Build is a last resort that I reach for more than most
The default should be to buy. Vendors have spent years on problems you have spent an afternoon on, and most internal tools are a maintenance liability wearing a demo's clothes. I believe that, and I still build more than most people — because the test is not "can I build this," it is "is the thing I need actually for sale, at a price the company will keep paying, without bending our model to fit the tool's."
Five times that test failed and the answer was to build: node-level Kubernetes posture nobody priced sanely; cross-cloud IAM reachability the affordable tools simply did not model; a finding model that had to match how we actually classified risk rather than how a product wished we did; alert enrichment where the vendor option triaged generically while the work needed our context and a human in the thread; and privileged-access management as a Slack-native bounded-trust workflow rather than a six-figure portal nobody opens. In each case "buy" meant paying a premium to still not have the thing. That is when building is the conservative choice, not the indulgent one.

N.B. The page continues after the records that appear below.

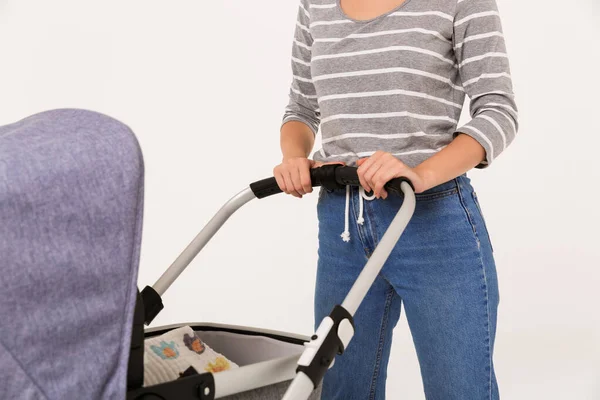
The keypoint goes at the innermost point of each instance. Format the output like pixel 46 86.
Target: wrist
pixel 287 157
pixel 427 175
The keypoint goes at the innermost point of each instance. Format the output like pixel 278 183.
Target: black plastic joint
pixel 332 345
pixel 152 304
pixel 190 386
pixel 325 176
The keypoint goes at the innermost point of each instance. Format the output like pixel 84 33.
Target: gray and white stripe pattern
pixel 397 83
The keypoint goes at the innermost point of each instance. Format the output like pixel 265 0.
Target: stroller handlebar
pixel 330 176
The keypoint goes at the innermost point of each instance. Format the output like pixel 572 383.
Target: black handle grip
pixel 332 176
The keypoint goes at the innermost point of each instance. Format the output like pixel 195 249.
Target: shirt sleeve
pixel 485 73
pixel 303 105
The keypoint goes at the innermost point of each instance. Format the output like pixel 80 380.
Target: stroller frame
pixel 330 339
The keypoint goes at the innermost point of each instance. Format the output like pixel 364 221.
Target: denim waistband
pixel 451 184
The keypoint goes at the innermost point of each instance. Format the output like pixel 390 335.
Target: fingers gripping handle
pixel 328 176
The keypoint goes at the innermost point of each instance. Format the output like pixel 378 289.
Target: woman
pixel 385 81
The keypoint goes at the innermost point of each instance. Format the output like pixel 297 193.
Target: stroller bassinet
pixel 79 204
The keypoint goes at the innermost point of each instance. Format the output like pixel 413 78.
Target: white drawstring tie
pixel 361 220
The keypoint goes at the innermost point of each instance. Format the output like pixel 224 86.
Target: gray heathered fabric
pixel 71 196
pixel 397 83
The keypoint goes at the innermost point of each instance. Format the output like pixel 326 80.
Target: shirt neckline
pixel 338 4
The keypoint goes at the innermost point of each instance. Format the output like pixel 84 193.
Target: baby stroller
pixel 273 365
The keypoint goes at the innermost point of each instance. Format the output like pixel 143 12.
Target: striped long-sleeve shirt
pixel 397 82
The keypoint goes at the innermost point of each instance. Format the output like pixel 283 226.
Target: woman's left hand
pixel 374 172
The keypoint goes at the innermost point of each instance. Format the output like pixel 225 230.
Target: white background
pixel 204 84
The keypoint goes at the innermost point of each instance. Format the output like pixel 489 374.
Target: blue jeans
pixel 442 269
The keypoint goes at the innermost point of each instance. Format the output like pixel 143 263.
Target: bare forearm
pixel 297 140
pixel 460 156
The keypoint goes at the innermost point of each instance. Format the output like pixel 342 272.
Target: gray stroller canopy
pixel 71 194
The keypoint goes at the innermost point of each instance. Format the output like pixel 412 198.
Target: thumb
pixel 317 164
pixel 361 161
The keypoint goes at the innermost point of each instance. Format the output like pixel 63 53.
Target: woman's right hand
pixel 293 175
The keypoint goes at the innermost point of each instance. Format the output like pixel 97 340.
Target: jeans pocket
pixel 476 201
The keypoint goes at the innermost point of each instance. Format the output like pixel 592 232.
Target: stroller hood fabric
pixel 71 200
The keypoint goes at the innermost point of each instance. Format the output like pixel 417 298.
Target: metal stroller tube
pixel 328 176
pixel 335 331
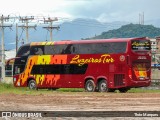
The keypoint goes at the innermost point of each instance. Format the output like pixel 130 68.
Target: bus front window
pixel 139 46
pixel 23 51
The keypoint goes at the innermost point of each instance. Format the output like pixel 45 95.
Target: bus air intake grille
pixel 118 79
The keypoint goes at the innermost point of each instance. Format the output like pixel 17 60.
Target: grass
pixel 9 88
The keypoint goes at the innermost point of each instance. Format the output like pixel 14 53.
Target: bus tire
pixel 90 86
pixel 102 86
pixel 123 90
pixel 111 90
pixel 32 85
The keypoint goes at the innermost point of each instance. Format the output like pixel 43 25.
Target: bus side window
pixel 37 50
pixel 24 51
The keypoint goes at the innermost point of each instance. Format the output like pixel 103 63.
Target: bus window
pixel 24 51
pixel 140 45
pixel 37 50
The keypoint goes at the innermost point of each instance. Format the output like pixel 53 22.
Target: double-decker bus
pixel 95 65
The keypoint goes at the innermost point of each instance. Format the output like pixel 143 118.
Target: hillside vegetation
pixel 131 30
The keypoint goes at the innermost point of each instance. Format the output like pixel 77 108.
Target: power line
pixel 26 27
pixel 2 26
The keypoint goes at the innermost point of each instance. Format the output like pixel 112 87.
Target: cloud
pixel 102 10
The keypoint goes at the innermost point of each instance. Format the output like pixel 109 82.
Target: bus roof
pixel 86 41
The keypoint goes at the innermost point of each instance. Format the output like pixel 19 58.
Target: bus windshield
pixel 140 45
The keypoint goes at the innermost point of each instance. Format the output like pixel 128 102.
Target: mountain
pixel 79 29
pixel 71 30
pixel 131 30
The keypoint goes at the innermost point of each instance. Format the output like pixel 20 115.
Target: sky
pixel 101 10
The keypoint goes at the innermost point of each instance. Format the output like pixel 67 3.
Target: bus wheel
pixel 103 86
pixel 111 90
pixel 32 85
pixel 90 86
pixel 123 90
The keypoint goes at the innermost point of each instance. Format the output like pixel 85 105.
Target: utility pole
pixel 26 26
pixel 17 37
pixel 50 27
pixel 2 26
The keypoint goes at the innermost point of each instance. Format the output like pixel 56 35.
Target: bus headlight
pixel 14 79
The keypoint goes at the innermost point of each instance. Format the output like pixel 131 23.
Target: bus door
pixel 141 59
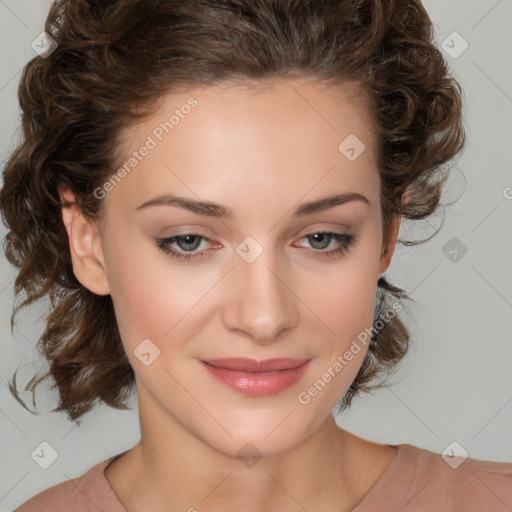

Cost is a design input, not a line item you discover later
A security tool that cannot survive a budget review is not a security tool — it is a future gap with a dashboard. So price is something I design against from the first sketch, the same way I design against latency or blast radius.
In practice that means ephemeral compute instead of standing services, interruptible capacity with a run that resumes cleanly, and persistence chosen for durability and price rather than habit. IAMGuru runs for roughly eight dollars a month not because it is small but because the number is the point: at that price nobody ever asks whether the analysis is worth keeping on, and the analysis is what matters. Cheap infrastructure is how you protect expensive thinking.
The AI is an assistant with its hands tied, and that is the feature
AI is genuinely a force multiplier in security work — triage, enrichment, the first pass over a noisy queue. I use it for exactly that and no further. The agents in Pentagon and the alert pipeline in Watchman run with deterministic settings for anything that classifies, a scoped read and write surface, no destructive actions, logged inputs and outputs, and a human on every disputed call.
This is deliberately less autonomous than the demos, and the restraint is the engineering. An agent that can act on production without review is not an efficiency; it is an incident waiting for the right prompt, in a domain where the adversary writes the prompts. The useful question is never "how autonomous can this be." It is "what is the worst thing this can do before a human sees it," and then making that answer small. Bounded AI is not AI held back. It is AI made shippable in a place where being wrong is expensive.
The common thread is ownership: of the problem, the model, the running cost, and the failure modes. Tools come and go. Owning why the thing exists and what happens when it breaks is the part that does not transfer to a vendor — so that is the part worth doing well.